“The History of the Devil” – Nearly Naked Theatre
This review aired on KBAQ April 13, 2015
VERBOSE NEARLY NAKED “HISTORY OF THE DEVIL” IS PRETENTIOUS CLAPTRAP
”THE HISTORY OF THE DEVIL”
Nearly Naked Theatre, The Hardes Theatre at Phoenix Theatre
Phoenix, AZ
Wordy British playwright Clive Barker has written a verbose, obnoxious, and talky script called “The History of the Devil.” Barker uses the premise that people blame their actions and decisions on the Devil’s behind-the-scenes manipulation of situations. The play implies you can justify all things that go wrong in your life on the Devil’s actions.
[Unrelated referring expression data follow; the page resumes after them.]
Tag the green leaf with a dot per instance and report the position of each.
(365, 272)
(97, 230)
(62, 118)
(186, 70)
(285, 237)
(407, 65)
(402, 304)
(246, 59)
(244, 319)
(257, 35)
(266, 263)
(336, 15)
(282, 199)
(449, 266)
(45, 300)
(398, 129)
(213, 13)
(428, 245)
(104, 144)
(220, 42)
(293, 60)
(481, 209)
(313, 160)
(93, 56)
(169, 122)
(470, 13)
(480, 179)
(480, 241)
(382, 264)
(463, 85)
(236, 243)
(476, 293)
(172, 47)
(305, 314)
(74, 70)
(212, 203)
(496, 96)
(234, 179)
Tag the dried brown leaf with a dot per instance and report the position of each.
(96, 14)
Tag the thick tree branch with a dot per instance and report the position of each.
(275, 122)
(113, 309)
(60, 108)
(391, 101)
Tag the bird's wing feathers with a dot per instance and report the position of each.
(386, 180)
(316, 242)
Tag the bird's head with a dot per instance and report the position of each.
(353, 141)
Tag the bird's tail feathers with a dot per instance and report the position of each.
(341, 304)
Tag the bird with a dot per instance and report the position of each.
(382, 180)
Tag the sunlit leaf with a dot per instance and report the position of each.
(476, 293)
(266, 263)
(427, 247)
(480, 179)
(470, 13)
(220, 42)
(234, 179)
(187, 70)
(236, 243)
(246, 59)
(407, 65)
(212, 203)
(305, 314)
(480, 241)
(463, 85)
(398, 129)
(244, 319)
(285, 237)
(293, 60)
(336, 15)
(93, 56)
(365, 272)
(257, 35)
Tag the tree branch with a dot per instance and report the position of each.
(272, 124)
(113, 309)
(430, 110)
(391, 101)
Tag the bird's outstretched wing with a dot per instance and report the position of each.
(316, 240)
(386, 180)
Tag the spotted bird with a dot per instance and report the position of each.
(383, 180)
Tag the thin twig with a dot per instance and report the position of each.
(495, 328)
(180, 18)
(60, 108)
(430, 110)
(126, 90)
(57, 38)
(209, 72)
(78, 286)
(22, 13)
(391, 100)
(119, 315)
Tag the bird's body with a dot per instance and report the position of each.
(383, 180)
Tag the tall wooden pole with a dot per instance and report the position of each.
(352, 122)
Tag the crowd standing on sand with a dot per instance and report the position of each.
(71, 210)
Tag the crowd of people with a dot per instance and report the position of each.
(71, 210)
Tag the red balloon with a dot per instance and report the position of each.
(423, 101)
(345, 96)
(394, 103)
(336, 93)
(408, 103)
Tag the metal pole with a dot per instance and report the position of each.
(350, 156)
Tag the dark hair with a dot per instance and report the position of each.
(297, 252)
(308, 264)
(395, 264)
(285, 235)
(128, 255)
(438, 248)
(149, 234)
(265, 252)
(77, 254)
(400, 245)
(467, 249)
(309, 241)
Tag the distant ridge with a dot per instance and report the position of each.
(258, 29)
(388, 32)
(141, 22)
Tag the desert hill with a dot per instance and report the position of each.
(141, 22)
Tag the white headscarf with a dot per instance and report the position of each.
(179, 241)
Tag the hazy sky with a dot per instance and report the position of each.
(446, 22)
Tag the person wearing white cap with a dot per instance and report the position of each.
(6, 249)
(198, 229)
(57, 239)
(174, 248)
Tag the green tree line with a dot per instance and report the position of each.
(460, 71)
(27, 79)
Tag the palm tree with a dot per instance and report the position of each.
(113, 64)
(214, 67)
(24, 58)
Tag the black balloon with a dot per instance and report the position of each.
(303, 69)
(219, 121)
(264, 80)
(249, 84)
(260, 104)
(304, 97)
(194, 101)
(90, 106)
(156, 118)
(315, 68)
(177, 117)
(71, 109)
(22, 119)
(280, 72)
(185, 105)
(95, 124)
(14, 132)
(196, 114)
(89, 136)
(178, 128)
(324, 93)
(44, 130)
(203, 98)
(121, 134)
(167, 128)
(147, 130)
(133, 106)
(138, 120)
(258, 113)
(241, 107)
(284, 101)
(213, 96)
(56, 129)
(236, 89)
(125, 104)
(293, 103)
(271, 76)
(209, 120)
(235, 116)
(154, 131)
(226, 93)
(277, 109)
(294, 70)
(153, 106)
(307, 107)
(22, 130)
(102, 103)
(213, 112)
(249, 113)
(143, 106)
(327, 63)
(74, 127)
This theme is an easy excuse to justify any stumbling block in a person’s life so they can pass on their own responsibility for decisions they make.
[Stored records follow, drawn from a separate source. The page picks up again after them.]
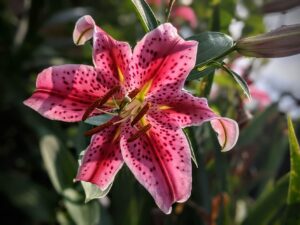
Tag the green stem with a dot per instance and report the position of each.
(169, 9)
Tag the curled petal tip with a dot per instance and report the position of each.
(228, 132)
(83, 30)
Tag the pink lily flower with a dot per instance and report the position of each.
(144, 89)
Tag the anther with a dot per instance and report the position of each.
(141, 113)
(98, 129)
(99, 102)
(142, 131)
(133, 93)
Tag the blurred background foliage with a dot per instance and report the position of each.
(248, 185)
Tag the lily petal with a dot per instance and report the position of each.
(228, 132)
(65, 92)
(161, 161)
(187, 110)
(102, 160)
(163, 58)
(109, 55)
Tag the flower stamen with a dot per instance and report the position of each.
(99, 102)
(98, 128)
(141, 113)
(133, 93)
(142, 131)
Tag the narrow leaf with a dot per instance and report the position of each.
(92, 191)
(187, 133)
(267, 205)
(59, 163)
(212, 46)
(145, 14)
(294, 187)
(242, 83)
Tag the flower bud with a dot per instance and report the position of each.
(284, 41)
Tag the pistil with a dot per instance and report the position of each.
(141, 113)
(142, 131)
(98, 128)
(100, 102)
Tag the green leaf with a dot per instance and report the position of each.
(294, 187)
(212, 46)
(59, 163)
(33, 199)
(268, 205)
(292, 216)
(92, 191)
(97, 120)
(82, 214)
(145, 14)
(242, 83)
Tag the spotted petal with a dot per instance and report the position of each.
(161, 161)
(102, 159)
(109, 55)
(65, 92)
(163, 58)
(187, 110)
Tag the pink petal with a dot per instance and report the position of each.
(161, 162)
(64, 92)
(261, 97)
(228, 132)
(83, 30)
(163, 57)
(184, 108)
(109, 55)
(102, 160)
(187, 110)
(186, 13)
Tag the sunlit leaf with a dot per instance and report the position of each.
(292, 216)
(59, 163)
(92, 191)
(82, 214)
(145, 14)
(294, 188)
(212, 46)
(268, 205)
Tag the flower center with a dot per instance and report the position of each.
(130, 108)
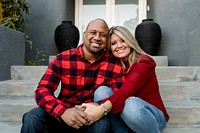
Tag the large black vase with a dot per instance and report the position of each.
(66, 36)
(148, 34)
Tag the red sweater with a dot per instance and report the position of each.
(141, 81)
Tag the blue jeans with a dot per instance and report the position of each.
(137, 115)
(38, 121)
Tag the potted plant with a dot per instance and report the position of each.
(12, 37)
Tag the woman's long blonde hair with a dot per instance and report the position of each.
(127, 36)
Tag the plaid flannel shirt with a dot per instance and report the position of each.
(79, 79)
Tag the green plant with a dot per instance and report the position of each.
(39, 58)
(12, 15)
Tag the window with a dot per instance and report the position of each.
(128, 13)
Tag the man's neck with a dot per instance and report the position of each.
(89, 56)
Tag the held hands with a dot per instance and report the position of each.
(94, 110)
(76, 117)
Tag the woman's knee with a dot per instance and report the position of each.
(102, 92)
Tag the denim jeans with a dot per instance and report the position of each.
(137, 115)
(38, 121)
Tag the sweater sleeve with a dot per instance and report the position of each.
(137, 77)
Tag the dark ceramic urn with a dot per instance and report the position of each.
(66, 36)
(148, 34)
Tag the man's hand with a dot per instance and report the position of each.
(93, 110)
(76, 117)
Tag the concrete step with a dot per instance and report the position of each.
(160, 60)
(12, 109)
(179, 91)
(183, 112)
(15, 127)
(10, 127)
(182, 129)
(170, 91)
(172, 73)
(178, 73)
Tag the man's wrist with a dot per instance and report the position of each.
(105, 109)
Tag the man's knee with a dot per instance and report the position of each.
(102, 92)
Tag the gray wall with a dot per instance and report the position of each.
(45, 16)
(12, 50)
(180, 24)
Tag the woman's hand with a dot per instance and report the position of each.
(94, 110)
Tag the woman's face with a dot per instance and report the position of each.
(119, 48)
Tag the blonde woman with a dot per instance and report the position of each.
(138, 101)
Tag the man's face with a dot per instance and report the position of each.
(95, 36)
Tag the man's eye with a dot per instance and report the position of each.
(92, 33)
(113, 43)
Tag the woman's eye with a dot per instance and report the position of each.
(113, 43)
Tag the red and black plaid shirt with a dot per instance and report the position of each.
(79, 79)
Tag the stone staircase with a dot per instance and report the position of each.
(179, 86)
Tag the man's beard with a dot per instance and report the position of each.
(95, 50)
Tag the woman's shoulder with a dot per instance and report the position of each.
(146, 58)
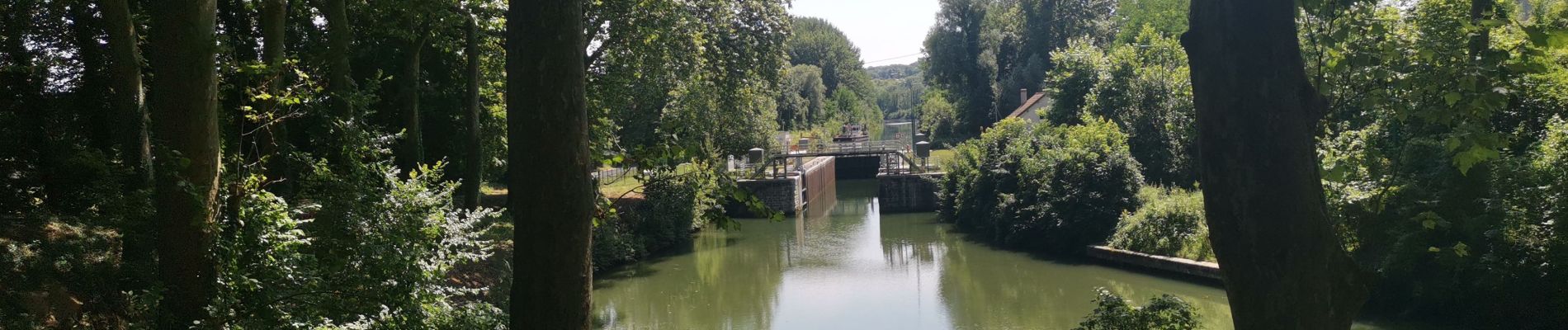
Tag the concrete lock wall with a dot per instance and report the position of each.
(792, 193)
(907, 193)
(817, 177)
(780, 195)
(1158, 262)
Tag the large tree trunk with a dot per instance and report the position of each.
(550, 197)
(472, 163)
(93, 90)
(411, 152)
(270, 127)
(186, 129)
(339, 40)
(125, 85)
(1256, 120)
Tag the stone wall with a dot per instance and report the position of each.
(780, 195)
(1158, 262)
(817, 177)
(907, 193)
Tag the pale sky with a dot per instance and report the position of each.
(890, 30)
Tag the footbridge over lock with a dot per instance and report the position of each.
(789, 179)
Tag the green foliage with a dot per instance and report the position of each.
(817, 43)
(1165, 16)
(1429, 152)
(372, 249)
(1162, 314)
(982, 52)
(1041, 188)
(899, 90)
(1170, 223)
(801, 99)
(665, 218)
(1145, 88)
(852, 108)
(686, 75)
(938, 118)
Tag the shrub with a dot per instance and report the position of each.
(1170, 223)
(665, 218)
(1162, 314)
(369, 249)
(1041, 188)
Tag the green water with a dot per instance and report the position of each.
(846, 266)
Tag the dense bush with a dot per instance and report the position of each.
(1041, 188)
(1145, 88)
(1162, 314)
(1438, 163)
(362, 252)
(1170, 223)
(665, 218)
Talk about pretentious claptrap and when the Nearly Naked Theatre production by artistic director Damon Dering is bland, monotonous, and uninteresting, even decent acting by an eleven person ensemble who essay 35 diverse characters fairly well can’t make the play into viable theater. “The History of the Devil” is a three-hour bore that wanders, meanders, and drags on and on as it tries unsuccessfully to relate all human actions to the Devil’s influence.
The Devil is portrayed as a suave, man-about-town. We meet people who essay various situations that the Devil manages. Once they realize his control and their lack of influence over their own lives, the play gets very repetitious. “The History of the Devil” ambles on and on and what looked enticing in early production announcements, plays out as tedious monotony. “The History of the Devil” fails to pull in audiences so nobody cares much about the mindless chatter that Barker is a master at creating.
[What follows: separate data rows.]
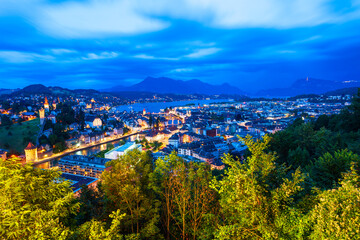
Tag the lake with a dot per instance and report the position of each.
(155, 107)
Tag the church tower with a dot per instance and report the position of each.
(42, 116)
(46, 104)
(31, 153)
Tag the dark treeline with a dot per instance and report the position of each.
(300, 183)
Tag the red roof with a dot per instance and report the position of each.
(30, 146)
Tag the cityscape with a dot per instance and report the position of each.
(196, 120)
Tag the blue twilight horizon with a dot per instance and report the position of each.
(250, 44)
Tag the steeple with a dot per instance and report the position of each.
(46, 104)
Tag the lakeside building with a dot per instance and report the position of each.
(83, 165)
(121, 150)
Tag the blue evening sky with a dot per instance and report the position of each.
(253, 44)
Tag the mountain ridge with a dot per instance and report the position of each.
(308, 86)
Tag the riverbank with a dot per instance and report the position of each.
(70, 151)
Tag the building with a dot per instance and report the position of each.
(52, 118)
(42, 115)
(46, 104)
(31, 153)
(121, 150)
(78, 181)
(3, 155)
(83, 165)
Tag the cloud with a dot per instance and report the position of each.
(203, 52)
(23, 57)
(60, 51)
(145, 56)
(103, 55)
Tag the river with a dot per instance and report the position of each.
(156, 107)
(149, 107)
(86, 152)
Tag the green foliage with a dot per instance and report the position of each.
(188, 203)
(337, 214)
(35, 204)
(256, 197)
(326, 170)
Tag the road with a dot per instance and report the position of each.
(68, 151)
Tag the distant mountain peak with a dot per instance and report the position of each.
(308, 85)
(172, 86)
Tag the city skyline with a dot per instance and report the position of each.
(100, 44)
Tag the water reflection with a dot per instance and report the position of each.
(85, 152)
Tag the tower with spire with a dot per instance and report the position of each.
(42, 116)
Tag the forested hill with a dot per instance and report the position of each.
(300, 183)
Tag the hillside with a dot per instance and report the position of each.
(168, 85)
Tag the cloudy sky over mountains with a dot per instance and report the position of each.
(250, 44)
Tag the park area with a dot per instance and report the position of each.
(17, 136)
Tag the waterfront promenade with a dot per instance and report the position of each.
(86, 146)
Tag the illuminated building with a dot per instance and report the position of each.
(31, 153)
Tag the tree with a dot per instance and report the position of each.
(151, 121)
(336, 216)
(91, 204)
(6, 121)
(256, 197)
(187, 200)
(327, 169)
(34, 203)
(126, 186)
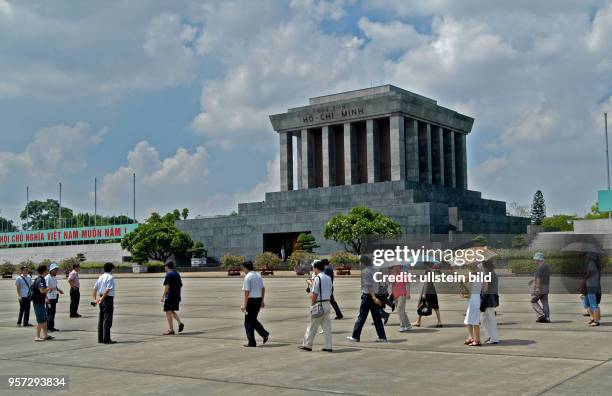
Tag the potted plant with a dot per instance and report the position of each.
(67, 264)
(300, 260)
(139, 262)
(7, 269)
(267, 262)
(232, 262)
(343, 262)
(29, 264)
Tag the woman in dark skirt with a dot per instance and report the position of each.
(429, 296)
Beyond the dull and poorly written play, much of the problem lies in director Dering’s rambling production that he never lets catch the fire it must have to entrance audiences. David Nelson bounds on stage initially as the Devil and tries, without success, to bring the play the energy it lacks by using the Devil’s tricky malarkey to spice things up. But neither Nelson’s commanding performance nor the hard-working efforts of the rest of the ensemble are enough to keep things interesting. There’s nothing distinguished about the physical production so there’s little visual interest to pull the audience into the play. Be warned that the play contains nudity.
The opening night audience gave the production polite but short applause and quickly left at the play’s conclusion. Many were commenting upon exiting that the play “wasn’t their cup of tea.” “The History of the Devil” continues through April 25. For tickets, call the Phoenix Theatre box office at 602-254-2151 or order tickets online at www.nearlynakedtheatre.org.
Grade: D
Dan Fisher said:
Apr 21, 15 at 18:07I totally disagree the play was wonderful only thing it was a bit too long. All the actors were great with the loads of lines they had.